We wrocławskim teatrze muzycznym już za cztery dni premiera West Side Story - jednego z najsłynniejszych musicali świata. Współczesna wersja szekspirowskiego Romea i Julii. Tragiczna historia czystej, młodzieńczej miłości osadzona w realiach przedmieść Nowego Jorku końca lat 50-tych. Zamiast włoskich rodów walczą ze sobą młodzieżowe bandy z dzielnic emigranckich. Dwoje młodych ludzi (Polak i Portorykanka) wmieszanych zostaje w porachunki gangów, które prowadzą do tragedii. To historia o nietolerancji, braku porozumienia i strachu przed tym co obce. Legendarna, orkiestrowa muzyka Leonarda Bernsteina z wieloma światowymi hitami (A-me-ri-ca! Marija, Tonight), kostiumy i scenografia przywołująca koniec lat 50–tych, niesamowita aura zachodnich, niebezpiecznych dzielnic Nowego Jorku tworzą barwne, dynamiczne widowisko. Realistyczne sceny walk przygotowane zostały pod okiem zawodowych kaskaderów - Sylwestra Zawadzkiego (dubler Liama Neesona m.in. w „Gwiezdnych wojnach” ,„Rob Roy’u”, „Nędznikach i „Liście Schindlera”) oraz Macieja Maciejewskiego.

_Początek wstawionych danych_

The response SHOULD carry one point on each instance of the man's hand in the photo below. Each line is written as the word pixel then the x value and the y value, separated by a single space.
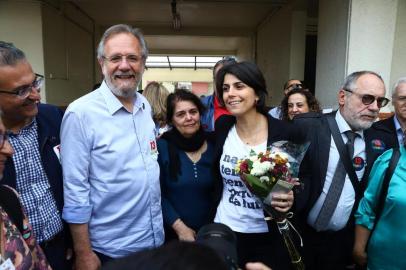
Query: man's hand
pixel 256 266
pixel 87 261
pixel 282 202
pixel 184 232
pixel 360 257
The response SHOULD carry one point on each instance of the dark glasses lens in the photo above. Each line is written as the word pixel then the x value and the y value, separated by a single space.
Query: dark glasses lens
pixel 369 99
pixel 3 139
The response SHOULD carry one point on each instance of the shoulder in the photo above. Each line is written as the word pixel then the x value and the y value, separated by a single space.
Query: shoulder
pixel 49 111
pixel 86 103
pixel 207 100
pixel 384 125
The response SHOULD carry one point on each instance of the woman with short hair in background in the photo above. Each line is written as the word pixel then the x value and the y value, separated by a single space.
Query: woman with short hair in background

Oryginalne przedstawienie, w prapremierowym kształcie scenicznym z 1957 r., odniosło olbrzymi sukces kasowy. W największym stopniu zadecydowała o tym genialna choreografia Jerome'a Robbinsa – oryginalna, nowa, twórcza, na której wzorowali się później przez dziesięciolecia choreografowie całego świata. Rozpoczęło nowy etap w historii musicalu i utorowało drogę dla takich tytułów jak Hair czy Jesus Christ Superstar. W latach 1957 – 1958 West Side Story wystawiono na Broadwayu aż 734 razy!

Do ogromnej popularności West Side Story przyczyniła się także filmowa wersja musicalu (1961r.) z Natalie Wood w roli Marii. Film uzyskał 11 nominacji do Oskara i zdobył aż 10 statuetek, m.in. za reżyserię, najlepszy film roku oraz muzykę w musicalu. Uchodzi za dzieło, od którego zaczyna się historia nowoczesnego musicalu. Po raz pierwszy zerwano tu z rewiową beztroską i kompletnie odrealnioną konwencją klasyków z Fredem Astairem i Ginger Rogers.